Automotive suppliers have good news and bad news. The good news is that last year they billed 37,668 million euros, 17.4% more than in the previous year and a figure unknown to date. The bad news is that this increase is not due to increased activity, but rather to inflation, and that cost increases have left margins “tremendously constrained”, as explained today by José Portilla, general director of the association that brings together these companies, Sernauto, at a meeting in Madrid to present the annual report.
This situation, acknowledges Sernauto, forces suppliers to negotiate with car manufacturers in order to pass on cost increases to them. “We are going to have a continuous fighting relationship with the manufacturers. We have always had it and we must defend the margins,” said the president of the association, Francisco J. Riberas.
For Spanish suppliers, some of them multinationals such as Gestamp, Antolin or Cie with 460 factories throughout the world, inflation and interest rate rises are the tonic this year, in which the automotive sector can finally concentrate its efforts in the technological and environmental transition. 2020 was marked by the pandemic, 2021 by the chip crisis, 2022 by the invasion of Ukraine, and 2023 by a new inflation and money price scenario.
“It is dizzying to invest in the current environment”, in which the cost of debt increases, but so do the market demands to speed up the transition to electric cars, Riberas stated. Exports from Spanish automotive suppliers reached 22,669 million euros last year and were equivalent to 60% of their turnover, in an international industry that still has not reached production levels prior to the pandemic and is undergoing continuous remodeling.

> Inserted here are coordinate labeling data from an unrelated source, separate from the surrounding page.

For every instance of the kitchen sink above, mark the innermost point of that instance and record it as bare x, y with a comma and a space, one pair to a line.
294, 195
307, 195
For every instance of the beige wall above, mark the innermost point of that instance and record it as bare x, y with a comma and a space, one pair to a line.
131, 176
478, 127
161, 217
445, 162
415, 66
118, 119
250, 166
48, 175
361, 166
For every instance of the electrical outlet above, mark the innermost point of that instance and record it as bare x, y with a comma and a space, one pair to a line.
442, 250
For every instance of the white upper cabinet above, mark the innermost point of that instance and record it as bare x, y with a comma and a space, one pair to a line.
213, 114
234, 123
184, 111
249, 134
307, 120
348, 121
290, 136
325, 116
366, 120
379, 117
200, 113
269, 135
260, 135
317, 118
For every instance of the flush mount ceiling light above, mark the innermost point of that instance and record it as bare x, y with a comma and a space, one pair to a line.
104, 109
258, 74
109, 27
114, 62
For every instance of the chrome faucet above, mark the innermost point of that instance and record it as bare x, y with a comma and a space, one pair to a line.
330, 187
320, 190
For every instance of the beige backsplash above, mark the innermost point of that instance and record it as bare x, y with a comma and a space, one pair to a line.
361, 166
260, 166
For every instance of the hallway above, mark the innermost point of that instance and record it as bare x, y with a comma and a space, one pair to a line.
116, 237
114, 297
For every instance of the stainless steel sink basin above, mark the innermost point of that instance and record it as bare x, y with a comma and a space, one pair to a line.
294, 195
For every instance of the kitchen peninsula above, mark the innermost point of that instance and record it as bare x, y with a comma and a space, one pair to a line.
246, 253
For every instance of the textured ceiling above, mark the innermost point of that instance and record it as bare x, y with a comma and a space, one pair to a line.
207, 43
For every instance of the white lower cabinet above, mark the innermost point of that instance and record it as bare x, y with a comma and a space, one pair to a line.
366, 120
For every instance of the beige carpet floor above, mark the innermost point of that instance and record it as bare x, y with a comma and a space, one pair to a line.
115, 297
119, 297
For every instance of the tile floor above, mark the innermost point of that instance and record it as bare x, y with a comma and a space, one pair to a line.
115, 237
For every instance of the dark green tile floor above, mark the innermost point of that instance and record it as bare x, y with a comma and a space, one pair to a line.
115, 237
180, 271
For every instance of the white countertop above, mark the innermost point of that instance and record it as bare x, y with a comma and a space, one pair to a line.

Riberas warned that “the European Union is going slowly in the relocation of its production, compared to the United States, which is giving large subsidies to its industry.” Meanwhile, China “is increasingly competitive” in the electric car and is beginning to attack the European markets.
Sernauto calls on the Government to carry out “as soon as possible” the second call for the Automotive Perte. He also hopes that registrations will recover despite the rise in interest rates. “We believe that interest rate rises should translate into falls in registrations, but there is enough retained demand and we expect the effect to be less,” Riberas said.
Automotive suppliers employ almost 350,000 people, between direct and indirect positions. Reports show that the transition to electric cars will destroy tens of thousands of jobs in Spain, but Sernauto is confident of reducing the number through innovation and the country’s positioning in areas such as batteries.